Es ist nach Ansicht des 15. Zivilsenats des Hanseatischen OLG vielmehr ausreichend, dass der Antragsteller so dringend auf die Erfüllung des Anspruchs angewiesen ist, dass ihm ein Verweis auf späteren Schadensersatz nicht zumutbar ist und der aus der Nichterfüllung drohende Schaden außer Verhältnis zu demjenigen Schaden steht, der dem Antragsgegner im Falle einer sofortigen Erfüllung droht.

Interessenabwägung im Einzelfall

Dabei sind alle in Rede stehenden Interessen miteinander abzuwägen unter Einbeziehung der Erfolgsaussichten des Verfügungsantrags. Je nach Einzelfall können auch erhebliche Umsatzverluste und damit entfallende Wachstumschancen einen Verfügungsgrund begründen.

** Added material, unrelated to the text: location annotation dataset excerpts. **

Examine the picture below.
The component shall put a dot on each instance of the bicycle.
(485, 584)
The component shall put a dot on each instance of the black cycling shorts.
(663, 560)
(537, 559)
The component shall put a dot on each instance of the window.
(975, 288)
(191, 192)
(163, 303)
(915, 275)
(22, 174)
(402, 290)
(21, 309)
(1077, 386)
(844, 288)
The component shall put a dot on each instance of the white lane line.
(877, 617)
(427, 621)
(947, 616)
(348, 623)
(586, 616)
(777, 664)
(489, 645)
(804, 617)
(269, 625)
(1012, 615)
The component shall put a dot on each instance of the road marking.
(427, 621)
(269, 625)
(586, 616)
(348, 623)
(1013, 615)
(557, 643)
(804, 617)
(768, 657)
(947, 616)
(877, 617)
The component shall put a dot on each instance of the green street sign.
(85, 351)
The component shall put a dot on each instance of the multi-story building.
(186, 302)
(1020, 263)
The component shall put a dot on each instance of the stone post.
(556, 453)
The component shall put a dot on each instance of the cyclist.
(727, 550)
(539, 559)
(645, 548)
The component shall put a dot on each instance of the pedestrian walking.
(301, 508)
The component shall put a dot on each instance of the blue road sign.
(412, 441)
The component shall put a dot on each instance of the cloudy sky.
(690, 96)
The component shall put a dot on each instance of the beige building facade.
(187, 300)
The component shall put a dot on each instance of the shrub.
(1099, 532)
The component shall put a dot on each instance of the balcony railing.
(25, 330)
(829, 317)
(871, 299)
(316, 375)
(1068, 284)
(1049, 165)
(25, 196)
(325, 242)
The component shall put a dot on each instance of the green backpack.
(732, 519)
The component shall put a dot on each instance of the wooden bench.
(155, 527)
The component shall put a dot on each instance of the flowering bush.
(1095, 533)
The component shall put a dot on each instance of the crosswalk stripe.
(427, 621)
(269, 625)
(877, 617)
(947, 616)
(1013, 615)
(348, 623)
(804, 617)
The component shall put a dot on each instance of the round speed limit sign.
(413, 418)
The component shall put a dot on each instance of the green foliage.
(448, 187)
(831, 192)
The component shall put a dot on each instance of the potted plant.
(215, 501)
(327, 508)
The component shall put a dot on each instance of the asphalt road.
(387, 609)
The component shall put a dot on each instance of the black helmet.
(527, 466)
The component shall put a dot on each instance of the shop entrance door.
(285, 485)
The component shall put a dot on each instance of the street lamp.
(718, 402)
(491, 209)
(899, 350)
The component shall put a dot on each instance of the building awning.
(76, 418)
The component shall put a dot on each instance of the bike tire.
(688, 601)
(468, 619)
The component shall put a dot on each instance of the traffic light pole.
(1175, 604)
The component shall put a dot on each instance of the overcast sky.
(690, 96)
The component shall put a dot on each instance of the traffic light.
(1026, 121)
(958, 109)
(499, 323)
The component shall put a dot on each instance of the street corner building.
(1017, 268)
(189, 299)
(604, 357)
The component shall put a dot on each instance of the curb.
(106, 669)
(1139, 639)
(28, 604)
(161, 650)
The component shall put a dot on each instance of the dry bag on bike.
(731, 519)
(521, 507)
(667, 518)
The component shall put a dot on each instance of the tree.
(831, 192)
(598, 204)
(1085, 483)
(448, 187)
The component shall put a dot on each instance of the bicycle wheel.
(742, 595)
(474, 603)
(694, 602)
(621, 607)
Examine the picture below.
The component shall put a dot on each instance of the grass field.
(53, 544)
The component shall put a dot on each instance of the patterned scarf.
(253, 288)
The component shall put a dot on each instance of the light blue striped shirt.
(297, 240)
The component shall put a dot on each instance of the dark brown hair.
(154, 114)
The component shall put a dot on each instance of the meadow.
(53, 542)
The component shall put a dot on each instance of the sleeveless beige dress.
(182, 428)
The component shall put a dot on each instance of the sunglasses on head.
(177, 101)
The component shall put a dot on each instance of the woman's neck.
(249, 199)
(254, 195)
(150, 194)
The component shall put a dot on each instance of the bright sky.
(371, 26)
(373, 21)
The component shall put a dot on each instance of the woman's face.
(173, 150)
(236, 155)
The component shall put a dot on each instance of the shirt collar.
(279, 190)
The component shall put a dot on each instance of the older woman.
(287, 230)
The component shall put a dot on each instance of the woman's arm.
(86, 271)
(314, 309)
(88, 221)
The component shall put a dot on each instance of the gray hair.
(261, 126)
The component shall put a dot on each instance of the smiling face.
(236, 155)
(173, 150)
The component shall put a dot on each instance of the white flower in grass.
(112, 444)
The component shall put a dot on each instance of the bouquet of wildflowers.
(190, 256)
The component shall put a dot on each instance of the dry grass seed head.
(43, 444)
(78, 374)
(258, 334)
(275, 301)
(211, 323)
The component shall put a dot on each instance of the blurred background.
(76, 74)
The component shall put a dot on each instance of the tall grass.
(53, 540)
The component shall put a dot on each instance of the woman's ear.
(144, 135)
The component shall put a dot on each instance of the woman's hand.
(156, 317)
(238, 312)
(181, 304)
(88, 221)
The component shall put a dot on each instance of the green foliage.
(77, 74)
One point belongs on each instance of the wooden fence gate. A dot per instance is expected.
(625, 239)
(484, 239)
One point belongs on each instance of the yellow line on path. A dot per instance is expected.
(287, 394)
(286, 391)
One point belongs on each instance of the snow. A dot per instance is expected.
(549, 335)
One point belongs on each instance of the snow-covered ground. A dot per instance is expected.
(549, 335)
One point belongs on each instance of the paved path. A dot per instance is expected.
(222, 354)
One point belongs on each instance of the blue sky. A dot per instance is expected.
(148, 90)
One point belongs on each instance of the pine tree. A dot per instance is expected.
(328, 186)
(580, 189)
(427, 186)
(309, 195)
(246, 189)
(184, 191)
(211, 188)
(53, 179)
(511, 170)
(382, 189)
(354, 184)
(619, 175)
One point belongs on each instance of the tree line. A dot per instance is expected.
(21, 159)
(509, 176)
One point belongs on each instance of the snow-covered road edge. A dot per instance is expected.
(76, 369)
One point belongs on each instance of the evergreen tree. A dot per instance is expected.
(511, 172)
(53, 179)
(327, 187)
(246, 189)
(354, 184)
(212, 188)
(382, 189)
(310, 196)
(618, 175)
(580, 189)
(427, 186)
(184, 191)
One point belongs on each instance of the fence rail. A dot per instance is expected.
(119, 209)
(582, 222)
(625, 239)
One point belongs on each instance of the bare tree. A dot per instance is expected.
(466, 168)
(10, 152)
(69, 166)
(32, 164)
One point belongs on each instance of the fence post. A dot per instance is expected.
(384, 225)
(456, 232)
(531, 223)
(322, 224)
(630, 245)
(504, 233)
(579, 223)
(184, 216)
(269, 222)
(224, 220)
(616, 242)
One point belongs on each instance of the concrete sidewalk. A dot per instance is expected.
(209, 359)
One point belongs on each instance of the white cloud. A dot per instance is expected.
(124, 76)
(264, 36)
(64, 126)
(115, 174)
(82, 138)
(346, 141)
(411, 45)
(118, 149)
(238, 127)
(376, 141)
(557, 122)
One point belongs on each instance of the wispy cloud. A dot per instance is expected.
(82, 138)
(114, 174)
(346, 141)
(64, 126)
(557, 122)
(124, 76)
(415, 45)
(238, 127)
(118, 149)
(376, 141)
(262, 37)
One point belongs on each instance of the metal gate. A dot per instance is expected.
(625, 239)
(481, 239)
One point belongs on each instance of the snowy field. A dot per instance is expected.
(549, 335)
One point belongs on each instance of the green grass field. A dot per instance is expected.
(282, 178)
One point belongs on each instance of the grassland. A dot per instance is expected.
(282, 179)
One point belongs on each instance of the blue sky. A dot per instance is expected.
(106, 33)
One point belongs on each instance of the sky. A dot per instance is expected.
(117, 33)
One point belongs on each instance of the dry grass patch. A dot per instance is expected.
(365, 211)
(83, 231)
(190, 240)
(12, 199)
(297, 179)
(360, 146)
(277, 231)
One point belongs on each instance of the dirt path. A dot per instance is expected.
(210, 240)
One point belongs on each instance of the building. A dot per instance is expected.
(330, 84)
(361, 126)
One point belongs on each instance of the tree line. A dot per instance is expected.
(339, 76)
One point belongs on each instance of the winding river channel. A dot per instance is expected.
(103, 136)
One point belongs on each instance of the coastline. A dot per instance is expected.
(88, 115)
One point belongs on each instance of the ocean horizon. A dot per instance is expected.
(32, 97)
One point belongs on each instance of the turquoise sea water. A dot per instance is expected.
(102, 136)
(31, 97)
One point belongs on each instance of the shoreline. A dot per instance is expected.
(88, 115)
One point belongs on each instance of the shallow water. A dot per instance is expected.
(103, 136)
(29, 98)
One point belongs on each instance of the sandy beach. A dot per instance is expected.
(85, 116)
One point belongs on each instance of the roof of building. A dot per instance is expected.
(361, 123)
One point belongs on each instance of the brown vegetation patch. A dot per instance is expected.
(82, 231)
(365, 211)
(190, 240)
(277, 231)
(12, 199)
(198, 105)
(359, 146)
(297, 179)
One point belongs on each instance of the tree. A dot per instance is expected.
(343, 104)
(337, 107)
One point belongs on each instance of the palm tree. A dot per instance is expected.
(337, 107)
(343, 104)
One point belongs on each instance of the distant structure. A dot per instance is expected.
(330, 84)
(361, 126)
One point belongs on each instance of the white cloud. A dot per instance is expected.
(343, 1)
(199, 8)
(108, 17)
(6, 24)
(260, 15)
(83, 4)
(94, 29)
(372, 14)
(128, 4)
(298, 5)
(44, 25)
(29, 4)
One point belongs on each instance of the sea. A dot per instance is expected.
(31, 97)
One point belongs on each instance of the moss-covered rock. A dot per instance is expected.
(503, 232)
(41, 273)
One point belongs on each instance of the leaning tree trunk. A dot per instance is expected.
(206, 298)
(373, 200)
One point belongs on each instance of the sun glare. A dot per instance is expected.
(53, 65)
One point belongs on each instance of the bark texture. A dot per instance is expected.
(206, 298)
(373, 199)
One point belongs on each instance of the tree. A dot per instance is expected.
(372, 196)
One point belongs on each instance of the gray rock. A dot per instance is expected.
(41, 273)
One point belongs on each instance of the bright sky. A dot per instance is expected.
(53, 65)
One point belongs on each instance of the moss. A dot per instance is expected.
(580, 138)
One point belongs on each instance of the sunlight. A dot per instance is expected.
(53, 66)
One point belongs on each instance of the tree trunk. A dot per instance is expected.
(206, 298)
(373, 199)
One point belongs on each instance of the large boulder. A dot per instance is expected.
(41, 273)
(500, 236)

In einem solchen Fall ist es nicht notwendig, dass der Anspruchsinhaber Gewinnausfälle vorträgt. Das Hanseatische OLG verweist hier in seinem Urteil darauf, dass das Oberlandesgerichts Düsseldorf dies im Fall eines Internet-Start-Ups bejahte (OLG Düsseldorf, Urteil vom 05.12.2001, Az. U (Kart) 34/01).

Der Verfügungsgrund in einem einstweiligen Verfügungsverfahren entfällt auch nicht deswegen, weil der Antragsteller nicht innerhalb einer gewissen Frist ein entsprechendes Hauptsacheverfahren anhängig macht, urteilte das Hanseatische OLG entgegen dem Tenor zweier weiterer Urteile des OLG Düsseldorf (Urteil vom 14.11.2018, Az. VI-U (Kart) 7/18, Urteil vom 07.09.2020, Az. VI-U (Kart) 4/20).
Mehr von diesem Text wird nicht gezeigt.